Fear hangs heavy over Cuties, the Sundance-winning coming-of-age debut from Maïmouna Doucouré. In the film the fear of God is taught to Amy (Fathia Youssouf) from a young age. “Evil dwells in the bodies of uncovered women,” warns the preacher at her women’s service. Fear has also shrouded the release of Cuties itself, after a misguided poster choice from distributor Netflix sent bleak messages about sexualised girls into a trigger-happy Twittersphere.

The poster image of Amy and her crew, backlit, and provocatively positioned in skin-tight uniforms, does feature in Cuties. Here are some other images that feature: Mariam’s (Maïmouna Gueye) bare feet, seen from under a bed as Amy listens to her crying at the news that Amy’s father is taking a second wife; a Parisian sky punctured by glitter and rainbow-coloured hair extensions that the girls have thrown giddily into the air; a prism of emerald light as Amy and her brother peer through a beaded necklace.

Push aside the headlines, however, and you’ll be rewarded with a vibrant, morally intelligent film.

The world that Doucouré has written for her lost girl is so gorgeously crafted and considerately framed that when the supposedly raunchy dance moves arrive, they translate at worst into clumsy mimicry, at best the catalyst for self-realisation. The moves that the girls have picked up from music videos and social media are both a form of cultural commentary but also an extension of their chaotic energy, which Doucouré takes care to show manifest in other ways like fake shootouts at laser tag and scrappy fights with locals.

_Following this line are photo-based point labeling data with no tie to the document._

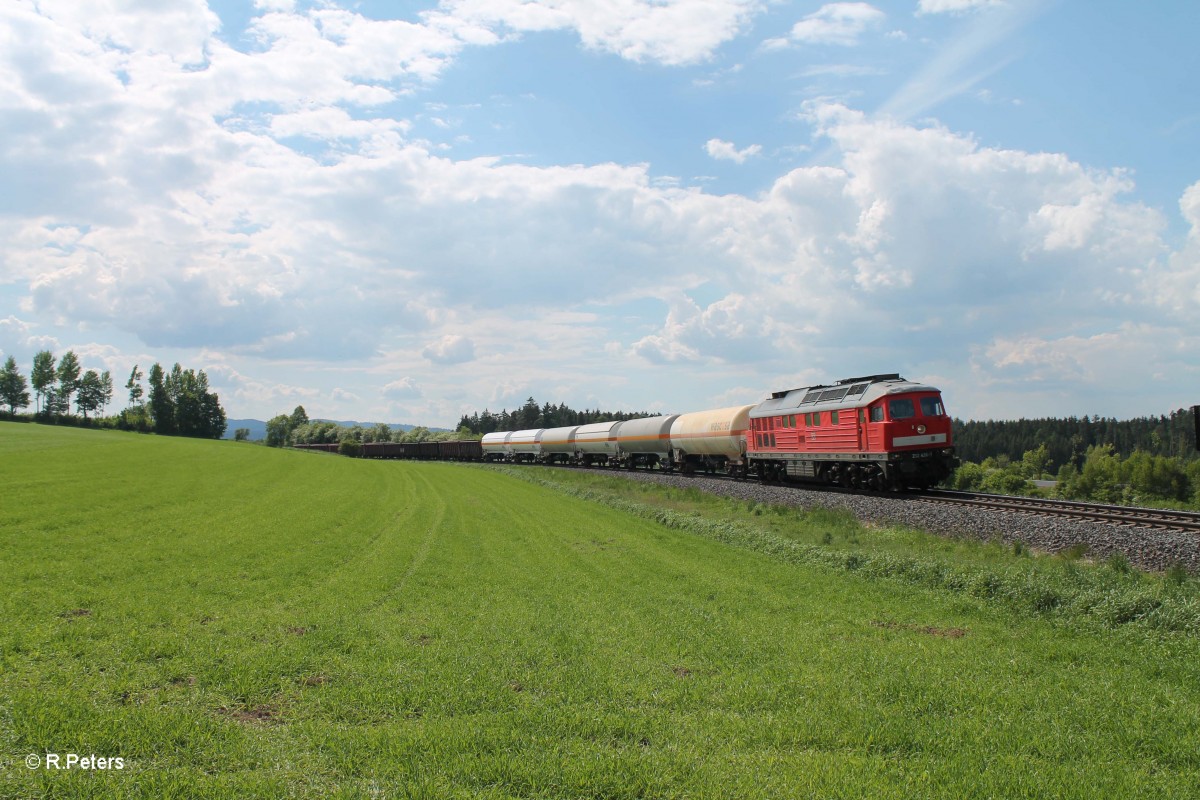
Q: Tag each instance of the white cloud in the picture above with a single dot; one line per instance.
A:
(838, 23)
(402, 390)
(677, 32)
(450, 349)
(954, 6)
(269, 205)
(727, 151)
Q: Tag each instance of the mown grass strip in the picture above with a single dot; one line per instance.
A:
(1111, 596)
(240, 621)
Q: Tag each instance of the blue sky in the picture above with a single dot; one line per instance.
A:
(407, 211)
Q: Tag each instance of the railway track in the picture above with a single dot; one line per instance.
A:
(1095, 512)
(1127, 516)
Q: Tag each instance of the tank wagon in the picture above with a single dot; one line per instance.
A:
(877, 432)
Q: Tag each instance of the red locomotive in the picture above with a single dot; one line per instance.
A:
(874, 432)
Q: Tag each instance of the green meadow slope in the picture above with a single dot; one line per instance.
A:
(231, 620)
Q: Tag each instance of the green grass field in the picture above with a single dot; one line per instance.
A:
(238, 621)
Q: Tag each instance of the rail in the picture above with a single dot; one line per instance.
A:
(1132, 516)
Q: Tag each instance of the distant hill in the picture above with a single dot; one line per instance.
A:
(258, 427)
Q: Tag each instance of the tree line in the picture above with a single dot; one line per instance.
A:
(179, 402)
(1103, 475)
(295, 428)
(1067, 440)
(535, 415)
(54, 383)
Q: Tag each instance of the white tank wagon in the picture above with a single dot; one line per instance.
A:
(645, 441)
(595, 443)
(558, 444)
(525, 445)
(496, 445)
(711, 440)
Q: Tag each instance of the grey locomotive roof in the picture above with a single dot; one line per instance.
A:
(851, 392)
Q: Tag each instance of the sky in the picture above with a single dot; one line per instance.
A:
(405, 211)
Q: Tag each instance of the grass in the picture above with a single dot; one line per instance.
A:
(240, 621)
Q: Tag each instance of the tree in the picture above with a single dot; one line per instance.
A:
(279, 428)
(69, 377)
(135, 386)
(162, 409)
(89, 392)
(106, 384)
(13, 389)
(299, 416)
(43, 377)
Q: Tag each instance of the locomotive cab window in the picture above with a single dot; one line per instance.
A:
(901, 408)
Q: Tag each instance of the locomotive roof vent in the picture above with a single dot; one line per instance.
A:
(870, 379)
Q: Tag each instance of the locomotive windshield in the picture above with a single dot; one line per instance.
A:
(901, 408)
(904, 408)
(931, 407)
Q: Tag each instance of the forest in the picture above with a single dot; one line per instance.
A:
(1067, 440)
(179, 402)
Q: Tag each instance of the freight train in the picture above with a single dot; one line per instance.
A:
(874, 432)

The girls’ unpolished but harmonious performances — especially between Youssouf and Médina El Aidi-Azouni, who plays gang leader Angelica — are dampened slightly by Netflix’s decision to dub the film, another misfire especially given its recent push for bilingual content. The world may be weighing against this French-language indie about a child whose family is falling apart. Push aside the headlines, however, and you’ll be rewarded with a vibrant, morally intelligent film that ironically reserves judgement.

Cuties is a thematically bold yet nuanced study of displacement and duty that deserves to be seen as an auspicious and astute debut, not the source of scandal.